<< I've never understood why anyone would believe in anything other than a
conspiracy theory for a lot of political events. The usual alternative is
that a lot of intelligent, capable people completely f'cked things up,
leading to an accident which happened to further their aims. >>
I hadn't meant to contribute to this discussion. But since you mention it, this comports better with my experience as a past and present government employee, except for the "intelligent, capable" part. The government is staffed with narrow-minded, short-sighted, incompetent idiots looking out for near-term immediate personal or bureaucratic interests. They are too fractious and stupid to run an effective conspiracy, much less one that takes into account the long range interests of the ruling class. I don't mean private industry is any better, of course.
I also don't mean to deny that some government departments do secret and illegal things involving agreements among several people (and legally speaking a conspiracy is an agreement to violate the law together with a step towards doing the thing agreed to).
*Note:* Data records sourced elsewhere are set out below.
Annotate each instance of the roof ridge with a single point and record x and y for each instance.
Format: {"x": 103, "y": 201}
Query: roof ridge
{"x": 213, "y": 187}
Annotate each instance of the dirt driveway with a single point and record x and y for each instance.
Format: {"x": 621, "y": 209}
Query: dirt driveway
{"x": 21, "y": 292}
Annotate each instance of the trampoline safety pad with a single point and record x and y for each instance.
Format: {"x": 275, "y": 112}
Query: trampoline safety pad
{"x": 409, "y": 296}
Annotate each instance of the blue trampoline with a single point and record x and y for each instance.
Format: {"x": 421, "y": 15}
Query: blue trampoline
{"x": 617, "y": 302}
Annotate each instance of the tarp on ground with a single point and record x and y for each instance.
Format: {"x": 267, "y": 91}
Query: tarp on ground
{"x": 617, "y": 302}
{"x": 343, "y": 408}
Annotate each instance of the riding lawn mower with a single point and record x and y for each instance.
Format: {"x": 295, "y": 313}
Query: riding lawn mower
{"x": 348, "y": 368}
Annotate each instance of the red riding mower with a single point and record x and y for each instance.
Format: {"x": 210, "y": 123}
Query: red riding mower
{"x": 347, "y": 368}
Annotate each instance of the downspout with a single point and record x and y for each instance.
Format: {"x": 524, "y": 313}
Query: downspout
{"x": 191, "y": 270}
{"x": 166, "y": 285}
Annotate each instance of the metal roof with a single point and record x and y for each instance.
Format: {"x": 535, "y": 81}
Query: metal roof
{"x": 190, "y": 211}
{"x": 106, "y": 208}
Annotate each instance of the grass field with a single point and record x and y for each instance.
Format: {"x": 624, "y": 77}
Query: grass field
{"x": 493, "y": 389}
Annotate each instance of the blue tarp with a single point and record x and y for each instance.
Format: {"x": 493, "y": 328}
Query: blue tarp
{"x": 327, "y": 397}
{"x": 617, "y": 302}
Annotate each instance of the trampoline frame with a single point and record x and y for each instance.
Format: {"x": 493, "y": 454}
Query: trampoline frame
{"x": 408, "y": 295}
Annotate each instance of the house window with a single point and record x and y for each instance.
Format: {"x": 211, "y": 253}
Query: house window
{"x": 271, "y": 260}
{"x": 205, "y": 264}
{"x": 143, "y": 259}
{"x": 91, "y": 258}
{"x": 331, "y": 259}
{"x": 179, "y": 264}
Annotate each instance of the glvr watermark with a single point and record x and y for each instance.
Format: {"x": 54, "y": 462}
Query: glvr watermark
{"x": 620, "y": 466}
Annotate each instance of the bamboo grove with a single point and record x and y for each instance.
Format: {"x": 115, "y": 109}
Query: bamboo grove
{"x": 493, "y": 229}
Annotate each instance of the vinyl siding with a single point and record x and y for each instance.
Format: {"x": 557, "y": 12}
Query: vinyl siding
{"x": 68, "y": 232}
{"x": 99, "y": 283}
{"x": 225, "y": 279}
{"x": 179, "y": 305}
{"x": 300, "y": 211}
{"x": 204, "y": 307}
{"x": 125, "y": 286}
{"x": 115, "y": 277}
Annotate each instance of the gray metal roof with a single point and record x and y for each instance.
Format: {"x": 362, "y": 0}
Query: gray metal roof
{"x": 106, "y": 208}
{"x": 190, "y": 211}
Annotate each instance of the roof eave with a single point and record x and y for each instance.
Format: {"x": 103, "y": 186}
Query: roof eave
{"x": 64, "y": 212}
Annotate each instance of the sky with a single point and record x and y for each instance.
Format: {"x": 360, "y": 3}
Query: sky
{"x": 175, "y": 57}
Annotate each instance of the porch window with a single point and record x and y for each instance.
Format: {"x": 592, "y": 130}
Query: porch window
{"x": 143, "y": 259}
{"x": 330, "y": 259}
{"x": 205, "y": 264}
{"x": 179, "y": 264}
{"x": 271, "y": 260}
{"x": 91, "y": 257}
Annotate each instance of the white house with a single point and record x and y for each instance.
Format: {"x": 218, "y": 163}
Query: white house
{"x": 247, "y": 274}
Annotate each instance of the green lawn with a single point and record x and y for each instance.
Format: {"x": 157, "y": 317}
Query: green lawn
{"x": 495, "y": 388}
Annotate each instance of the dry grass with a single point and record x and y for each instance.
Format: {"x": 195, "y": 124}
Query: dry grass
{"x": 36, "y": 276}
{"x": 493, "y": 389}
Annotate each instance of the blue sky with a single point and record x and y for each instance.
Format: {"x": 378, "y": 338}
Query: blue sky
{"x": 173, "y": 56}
What I do mean is that it betrays a complete failure to grasp the way the world works to suppose that there is a cabal of brilliant people secretly planning a long range effective campaign to further the class interests of the bourgeoisie.
If the activities of the government, legal and otherwise, generally fail to frustrate the interests of the bourgeoisie and sometimes promote those interests, that is less because there are clever plotters who know what they are doing and are able to do it than because most of the input and influence on the government is bourgeois, so the general parallelogram of forces points towards their interests. It often does so in a half-assed, sloppy, crude, and primitive way, which is about what you would expect from a collection of large bureaucracies with conflicting interests that employ morons.
I think most of the work of promoting bourgeois interests is negative, in the sense that it takes the form of stifling, freezing out, and short-cirtcuiting initiatives that represent other interests. And this is less a brilliant policy than a structural fact: money talks, and them as hasn't got money are silenced. The bourgeoisie have money. The rest of us walk.
Personally I think the appeal of conspiracy theories is that it makes our enemes seem more evil if they are supposed to know that they are doing wrong and still gleefully agree to do it. But this is a deeply anti-materialist perspective. Materialism tells us to look for structures that constrain interests, not for bad people. The system is an awful one, to be sure. But it is not awful because the Czar is advised by corrupt ministers. It is awful because of the sort of system it is.